A loop engineering strategy improves laccase lcc2 activity in ionic liquid and aqueous solution†
Abstract
Laccases, especially high redox potential laccases, play an important role in lignin degradation. The fungal laccase lcc2 from Trametes versicolor has a high redox potential and EMIM- and BMIM-based ionic liquids show excellent solubilization of wood-derived biomass. Concentrations of EMIM and BMIM to efficiently dissolve lignin impede laccase activity. Protein engineering to improve the activity and resistance of laccases in ionic liquids offers a promising opportunity for lignin valorization for the sustainable production of fuels and bulk high-value chemicals. In this work, we have performed computational assisted protein engineering of lcc2 to increase its performance in the presence of ionic liquid and aqueous solution.
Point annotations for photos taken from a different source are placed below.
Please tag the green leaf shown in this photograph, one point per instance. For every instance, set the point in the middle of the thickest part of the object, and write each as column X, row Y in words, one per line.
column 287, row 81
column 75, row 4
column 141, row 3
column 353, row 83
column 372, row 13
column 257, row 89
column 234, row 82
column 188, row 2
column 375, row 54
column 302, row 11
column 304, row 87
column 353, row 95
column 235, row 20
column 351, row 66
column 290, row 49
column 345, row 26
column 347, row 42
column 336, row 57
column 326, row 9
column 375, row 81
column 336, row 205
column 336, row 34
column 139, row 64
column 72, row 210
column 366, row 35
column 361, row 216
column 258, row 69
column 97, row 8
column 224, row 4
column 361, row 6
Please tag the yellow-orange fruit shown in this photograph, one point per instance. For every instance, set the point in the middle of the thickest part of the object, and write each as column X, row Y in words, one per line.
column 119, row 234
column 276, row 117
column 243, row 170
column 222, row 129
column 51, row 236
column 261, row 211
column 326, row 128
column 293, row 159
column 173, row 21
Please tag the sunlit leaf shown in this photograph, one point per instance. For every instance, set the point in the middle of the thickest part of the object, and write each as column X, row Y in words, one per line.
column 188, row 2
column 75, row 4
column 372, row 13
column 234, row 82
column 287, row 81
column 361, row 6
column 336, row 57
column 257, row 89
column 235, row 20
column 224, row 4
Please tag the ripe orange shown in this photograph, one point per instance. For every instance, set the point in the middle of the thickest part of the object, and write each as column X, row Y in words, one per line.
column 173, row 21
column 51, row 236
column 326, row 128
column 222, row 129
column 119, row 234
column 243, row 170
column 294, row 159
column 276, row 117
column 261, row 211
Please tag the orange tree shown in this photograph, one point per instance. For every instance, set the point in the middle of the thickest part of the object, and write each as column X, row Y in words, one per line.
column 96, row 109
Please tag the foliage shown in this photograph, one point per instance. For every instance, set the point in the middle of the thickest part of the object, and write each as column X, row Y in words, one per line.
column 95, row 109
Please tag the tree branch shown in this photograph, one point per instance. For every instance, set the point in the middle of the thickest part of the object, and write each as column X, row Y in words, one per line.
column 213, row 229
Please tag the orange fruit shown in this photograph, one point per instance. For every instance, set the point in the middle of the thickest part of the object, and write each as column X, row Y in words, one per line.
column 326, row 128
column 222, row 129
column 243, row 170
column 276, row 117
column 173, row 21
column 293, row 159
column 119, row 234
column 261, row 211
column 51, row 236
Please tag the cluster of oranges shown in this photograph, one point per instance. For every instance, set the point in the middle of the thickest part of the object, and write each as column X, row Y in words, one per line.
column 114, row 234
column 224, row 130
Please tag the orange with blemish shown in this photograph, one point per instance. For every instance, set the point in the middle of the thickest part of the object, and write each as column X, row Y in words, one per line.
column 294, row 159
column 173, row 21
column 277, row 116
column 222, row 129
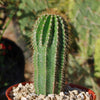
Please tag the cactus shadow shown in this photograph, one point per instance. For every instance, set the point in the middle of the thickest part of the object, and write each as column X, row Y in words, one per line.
column 12, row 64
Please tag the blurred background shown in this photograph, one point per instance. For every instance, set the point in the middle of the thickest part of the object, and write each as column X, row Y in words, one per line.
column 17, row 18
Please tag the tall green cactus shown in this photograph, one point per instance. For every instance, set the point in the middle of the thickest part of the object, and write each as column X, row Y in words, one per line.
column 97, row 58
column 51, row 42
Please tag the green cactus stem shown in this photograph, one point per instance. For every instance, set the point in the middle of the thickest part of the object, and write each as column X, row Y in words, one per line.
column 51, row 42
We showed that the loop L1 (amino acid residues 284–320) is highly important for improving lcc2 activity in EMIM EtSO4 and aqueous solutions. Lcc2 activity was improved based on a KnowVolution campaign through site saturation of seven amino acid positions identified by computational modeling. Simultaneous site saturation of four amino acid positions by OmniChange yielded variants OM1 (A285P/A310R/A312E/A318G) and OM3 (A310D/A312P/A318R) with a 3.9-fold (535.8 ± 36.9 U mg−1) and 1.6-fold (216.8 ± 5.3 U mg−1) increased specific activity in aqueous solution (lcc2 WT, 138.9 ± 6.5 U mg−1), respectively. High conservation of the loop L1 in fungal laccases suggests that computational assisted loop engineering might be used as a general strategy to improve their activity in ionic liquids and aqueous solutions.